Como reconoció uno de sus consejeros, el acto protagonizado el lunes por Nicolas Sarkozy en Versalles tiene más importancia por la forma que por el fondo. Desde la prohibición por la Tercera República en 1875, ningún presidente podía dirigirse directamente a las asambleas de diputados y senadores. Sarkozy consideraba el veto absurdo y se empleó a fondo para cambiar el año pasado la Constitución para sortearlo. Su lógica era aplastante: ¿cómo es posible que el presidente francés pueda hablar en el Congreso de Washington o en las Cortes de Madrid, como el propio Sarkozy hizo en abril pasado, y no lo pueda hacer en la Asamblea Nacional? Bajo esa argumentación y con la mayoría a su disposición, se hizo la reforma, pero, tal como quedó, el acto se ha convertido más en un gesto monárquico que en un ejercicio de control parlamentario del verdadero poder, que reside no en el primer ministro, sino en el presidente.

Sarkozy habló, pero ni siquiera se quedó al debate posterior, con voz pero sin voto. Verdes y comunistas boicotearon la sesión por su monarquismo y los socialistas abandonaron un debate en el que ya no estaba presente el protagonista. El episodio ejemplifica el verdadero cariz de algunas de las reformas de Sarkozy: mucho ruido y pocas nueces.

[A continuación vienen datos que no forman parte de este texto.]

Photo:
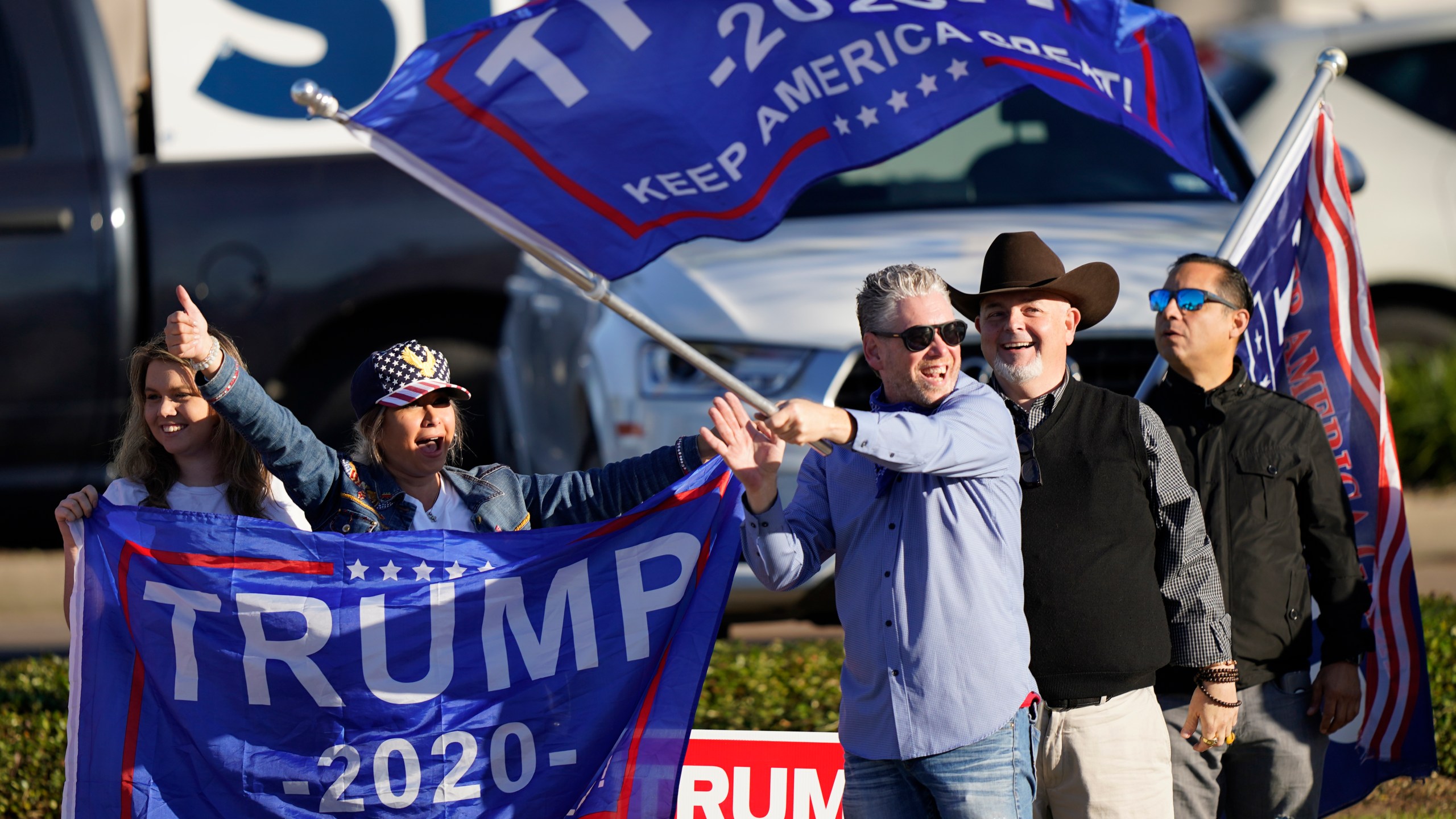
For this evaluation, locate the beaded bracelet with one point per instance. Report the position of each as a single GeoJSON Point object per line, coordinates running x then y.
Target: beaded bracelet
{"type": "Point", "coordinates": [1221, 674]}
{"type": "Point", "coordinates": [682, 462]}
{"type": "Point", "coordinates": [1216, 701]}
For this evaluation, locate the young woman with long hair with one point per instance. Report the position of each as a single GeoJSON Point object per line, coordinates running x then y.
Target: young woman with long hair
{"type": "Point", "coordinates": [175, 452]}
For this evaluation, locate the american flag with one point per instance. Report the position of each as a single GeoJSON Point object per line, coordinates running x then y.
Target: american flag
{"type": "Point", "coordinates": [1312, 336]}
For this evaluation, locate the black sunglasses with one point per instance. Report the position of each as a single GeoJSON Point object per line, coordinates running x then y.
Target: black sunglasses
{"type": "Point", "coordinates": [918, 338]}
{"type": "Point", "coordinates": [1030, 470]}
{"type": "Point", "coordinates": [1187, 299]}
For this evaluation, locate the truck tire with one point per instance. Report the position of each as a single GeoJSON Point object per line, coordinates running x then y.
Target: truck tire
{"type": "Point", "coordinates": [1410, 330]}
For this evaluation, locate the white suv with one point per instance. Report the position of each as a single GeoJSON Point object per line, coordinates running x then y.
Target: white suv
{"type": "Point", "coordinates": [583, 387]}
{"type": "Point", "coordinates": [1397, 111]}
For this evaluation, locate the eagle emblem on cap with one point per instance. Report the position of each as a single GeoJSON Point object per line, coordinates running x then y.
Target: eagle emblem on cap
{"type": "Point", "coordinates": [425, 366]}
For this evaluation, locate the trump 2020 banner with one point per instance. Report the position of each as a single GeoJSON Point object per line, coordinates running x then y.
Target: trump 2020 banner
{"type": "Point", "coordinates": [228, 667]}
{"type": "Point", "coordinates": [610, 130]}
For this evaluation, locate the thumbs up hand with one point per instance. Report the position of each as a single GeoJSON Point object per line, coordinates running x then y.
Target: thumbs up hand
{"type": "Point", "coordinates": [187, 333]}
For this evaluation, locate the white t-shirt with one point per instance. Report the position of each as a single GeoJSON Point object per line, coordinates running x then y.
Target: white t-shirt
{"type": "Point", "coordinates": [449, 512]}
{"type": "Point", "coordinates": [124, 491]}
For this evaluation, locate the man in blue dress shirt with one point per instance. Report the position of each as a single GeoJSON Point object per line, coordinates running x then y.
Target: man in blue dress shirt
{"type": "Point", "coordinates": [921, 502]}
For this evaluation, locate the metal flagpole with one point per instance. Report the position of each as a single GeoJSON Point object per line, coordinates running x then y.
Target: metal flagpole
{"type": "Point", "coordinates": [1331, 65]}
{"type": "Point", "coordinates": [322, 104]}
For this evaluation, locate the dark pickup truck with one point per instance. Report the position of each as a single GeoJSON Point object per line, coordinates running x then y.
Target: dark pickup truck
{"type": "Point", "coordinates": [309, 263]}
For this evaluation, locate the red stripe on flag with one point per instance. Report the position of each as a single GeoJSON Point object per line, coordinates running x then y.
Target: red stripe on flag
{"type": "Point", "coordinates": [1149, 84]}
{"type": "Point", "coordinates": [618, 524]}
{"type": "Point", "coordinates": [129, 752]}
{"type": "Point", "coordinates": [129, 748]}
{"type": "Point", "coordinates": [1039, 69]}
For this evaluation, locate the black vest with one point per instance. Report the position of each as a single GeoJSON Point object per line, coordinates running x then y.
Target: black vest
{"type": "Point", "coordinates": [1088, 535]}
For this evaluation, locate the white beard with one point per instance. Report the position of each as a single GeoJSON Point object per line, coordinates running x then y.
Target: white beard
{"type": "Point", "coordinates": [1023, 374]}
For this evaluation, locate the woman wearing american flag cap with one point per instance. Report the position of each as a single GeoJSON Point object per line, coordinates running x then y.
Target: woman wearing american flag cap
{"type": "Point", "coordinates": [399, 474]}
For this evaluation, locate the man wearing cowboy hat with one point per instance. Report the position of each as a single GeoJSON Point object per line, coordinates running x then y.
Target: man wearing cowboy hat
{"type": "Point", "coordinates": [1120, 577]}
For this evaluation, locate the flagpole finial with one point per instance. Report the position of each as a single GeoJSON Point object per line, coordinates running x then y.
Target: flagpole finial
{"type": "Point", "coordinates": [1335, 59]}
{"type": "Point", "coordinates": [316, 100]}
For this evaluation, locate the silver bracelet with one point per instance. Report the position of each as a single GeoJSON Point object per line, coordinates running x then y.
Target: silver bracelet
{"type": "Point", "coordinates": [212, 358]}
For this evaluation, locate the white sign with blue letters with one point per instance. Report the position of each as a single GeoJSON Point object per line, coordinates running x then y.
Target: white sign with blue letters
{"type": "Point", "coordinates": [222, 69]}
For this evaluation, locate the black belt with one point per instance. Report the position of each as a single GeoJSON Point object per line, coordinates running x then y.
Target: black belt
{"type": "Point", "coordinates": [1078, 703]}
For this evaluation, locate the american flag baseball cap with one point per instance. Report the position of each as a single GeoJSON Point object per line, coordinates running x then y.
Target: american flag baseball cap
{"type": "Point", "coordinates": [399, 377]}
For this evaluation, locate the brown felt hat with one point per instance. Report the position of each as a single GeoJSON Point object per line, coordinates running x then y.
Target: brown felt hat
{"type": "Point", "coordinates": [1023, 261]}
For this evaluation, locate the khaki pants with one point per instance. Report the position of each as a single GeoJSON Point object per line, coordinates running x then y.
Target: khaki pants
{"type": "Point", "coordinates": [1107, 761]}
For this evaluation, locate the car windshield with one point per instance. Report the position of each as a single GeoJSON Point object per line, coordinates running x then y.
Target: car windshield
{"type": "Point", "coordinates": [1027, 149]}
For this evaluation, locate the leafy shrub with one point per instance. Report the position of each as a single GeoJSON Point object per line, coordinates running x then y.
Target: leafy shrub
{"type": "Point", "coordinates": [778, 687]}
{"type": "Point", "coordinates": [749, 687]}
{"type": "Point", "coordinates": [1439, 618]}
{"type": "Point", "coordinates": [1421, 392]}
{"type": "Point", "coordinates": [32, 737]}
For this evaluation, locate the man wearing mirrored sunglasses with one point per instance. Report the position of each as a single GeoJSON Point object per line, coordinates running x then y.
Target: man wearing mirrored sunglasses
{"type": "Point", "coordinates": [1282, 530]}
{"type": "Point", "coordinates": [919, 506]}
{"type": "Point", "coordinates": [1120, 577]}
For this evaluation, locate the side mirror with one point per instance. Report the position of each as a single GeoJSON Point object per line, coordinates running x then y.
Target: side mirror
{"type": "Point", "coordinates": [1355, 172]}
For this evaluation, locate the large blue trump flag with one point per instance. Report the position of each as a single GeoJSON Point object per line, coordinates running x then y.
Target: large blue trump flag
{"type": "Point", "coordinates": [1312, 336]}
{"type": "Point", "coordinates": [228, 667]}
{"type": "Point", "coordinates": [610, 130]}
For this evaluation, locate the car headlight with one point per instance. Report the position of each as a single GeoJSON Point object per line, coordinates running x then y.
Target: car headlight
{"type": "Point", "coordinates": [766, 369]}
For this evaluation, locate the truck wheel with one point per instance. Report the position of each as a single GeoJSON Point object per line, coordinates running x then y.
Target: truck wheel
{"type": "Point", "coordinates": [1408, 331]}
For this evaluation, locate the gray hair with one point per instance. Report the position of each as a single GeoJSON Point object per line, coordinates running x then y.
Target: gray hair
{"type": "Point", "coordinates": [883, 292]}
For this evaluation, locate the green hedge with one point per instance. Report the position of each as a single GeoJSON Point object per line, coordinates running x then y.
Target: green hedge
{"type": "Point", "coordinates": [749, 687]}
{"type": "Point", "coordinates": [1439, 618]}
{"type": "Point", "coordinates": [32, 737]}
{"type": "Point", "coordinates": [1421, 392]}
{"type": "Point", "coordinates": [785, 687]}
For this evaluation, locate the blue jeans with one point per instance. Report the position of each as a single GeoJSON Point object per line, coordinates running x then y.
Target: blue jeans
{"type": "Point", "coordinates": [992, 779]}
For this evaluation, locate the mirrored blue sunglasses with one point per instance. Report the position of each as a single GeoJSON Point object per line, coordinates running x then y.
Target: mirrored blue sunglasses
{"type": "Point", "coordinates": [1187, 299]}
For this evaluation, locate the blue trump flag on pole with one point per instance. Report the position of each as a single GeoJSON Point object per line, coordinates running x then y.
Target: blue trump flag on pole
{"type": "Point", "coordinates": [606, 131]}
{"type": "Point", "coordinates": [228, 667]}
{"type": "Point", "coordinates": [1312, 336]}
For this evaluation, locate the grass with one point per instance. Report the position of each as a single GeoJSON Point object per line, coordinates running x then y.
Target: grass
{"type": "Point", "coordinates": [749, 687]}
{"type": "Point", "coordinates": [1421, 394]}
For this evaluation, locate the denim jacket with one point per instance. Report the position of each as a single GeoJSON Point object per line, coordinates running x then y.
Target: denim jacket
{"type": "Point", "coordinates": [338, 494]}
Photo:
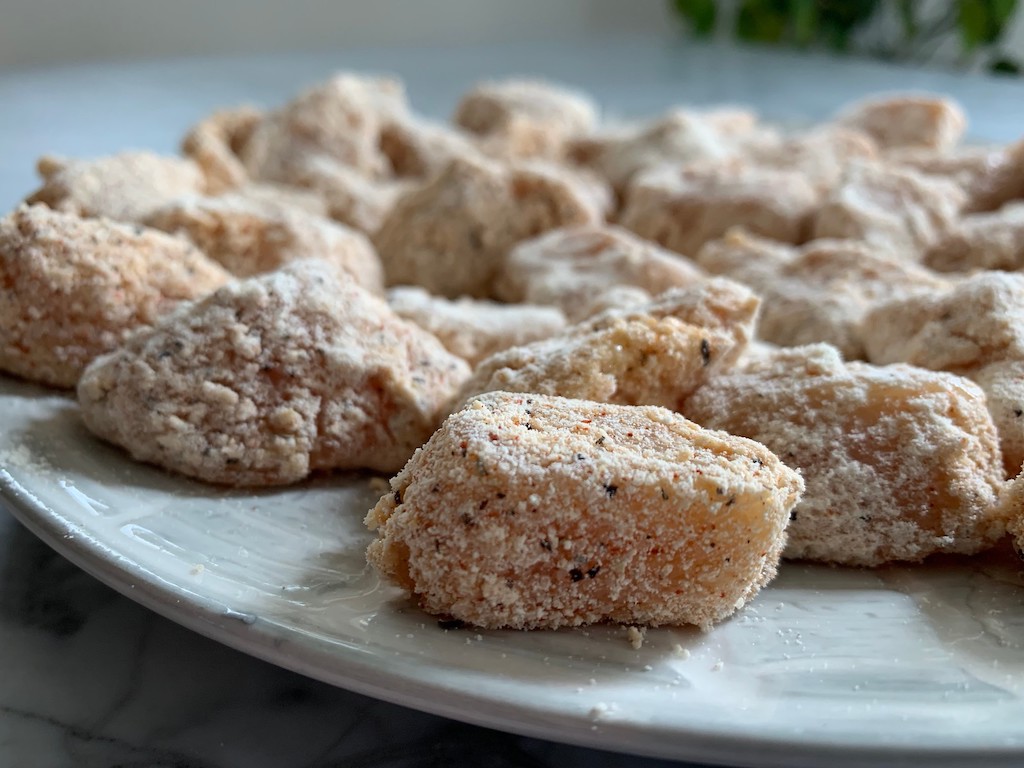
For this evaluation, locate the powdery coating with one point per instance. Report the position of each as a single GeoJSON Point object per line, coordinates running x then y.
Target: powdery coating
{"type": "Point", "coordinates": [420, 148]}
{"type": "Point", "coordinates": [654, 354]}
{"type": "Point", "coordinates": [474, 330]}
{"type": "Point", "coordinates": [524, 118]}
{"type": "Point", "coordinates": [1012, 507]}
{"type": "Point", "coordinates": [75, 288]}
{"type": "Point", "coordinates": [339, 119]}
{"type": "Point", "coordinates": [271, 378]}
{"type": "Point", "coordinates": [282, 195]}
{"type": "Point", "coordinates": [251, 237]}
{"type": "Point", "coordinates": [679, 137]}
{"type": "Point", "coordinates": [821, 155]}
{"type": "Point", "coordinates": [452, 233]}
{"type": "Point", "coordinates": [931, 122]}
{"type": "Point", "coordinates": [819, 292]}
{"type": "Point", "coordinates": [977, 322]}
{"type": "Point", "coordinates": [1003, 383]}
{"type": "Point", "coordinates": [215, 142]}
{"type": "Point", "coordinates": [349, 197]}
{"type": "Point", "coordinates": [532, 512]}
{"type": "Point", "coordinates": [989, 176]}
{"type": "Point", "coordinates": [682, 208]}
{"type": "Point", "coordinates": [569, 267]}
{"type": "Point", "coordinates": [982, 241]}
{"type": "Point", "coordinates": [891, 207]}
{"type": "Point", "coordinates": [126, 186]}
{"type": "Point", "coordinates": [899, 463]}
{"type": "Point", "coordinates": [620, 297]}
{"type": "Point", "coordinates": [744, 256]}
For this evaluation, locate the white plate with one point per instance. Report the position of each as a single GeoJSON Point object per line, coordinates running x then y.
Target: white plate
{"type": "Point", "coordinates": [827, 664]}
{"type": "Point", "coordinates": [844, 667]}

En cuanto al contenido, el presidente reafirmó su voluntarismo y su empeño en continuar las reformas, pero volvió a preguntarse por qué Francia es tan difícil de cambiar. Este choque con la realidad le ha llevado en los últimos meses a atemperar sus reformas y a no querer hacerlo todo, y todo al mismo tiempo. En su lucha contra la crisis, Sarkozy adopta la figura de padre protector y se niega tanto a subir los impuestos como a aplicar una política de austeridad. El resultado será un mayor endeudamiento del Estado.

Sarkozy abordó también en su discurso la polémica sobre el uso del burka en Francia. Se mostró contrario a una prenda que expresa el "servilismo" de la mujer, pero se cuidó de anunciar su prohibición, una decisión que divide a su Gobierno en estos momentos.

El presidente francés, acusado tradicionalmente de "comunitarista" (favorecer el desarrollo de las comunidades étnico-religiosas) y de promover una ±laicidad positivaO, regresó en este punto a la ortodoxia republicana de la laicidad sin apelllidos. Una prueba más de que Francia no admite ciertas permisividades que quiebran la sacrosanta igualdad republicana.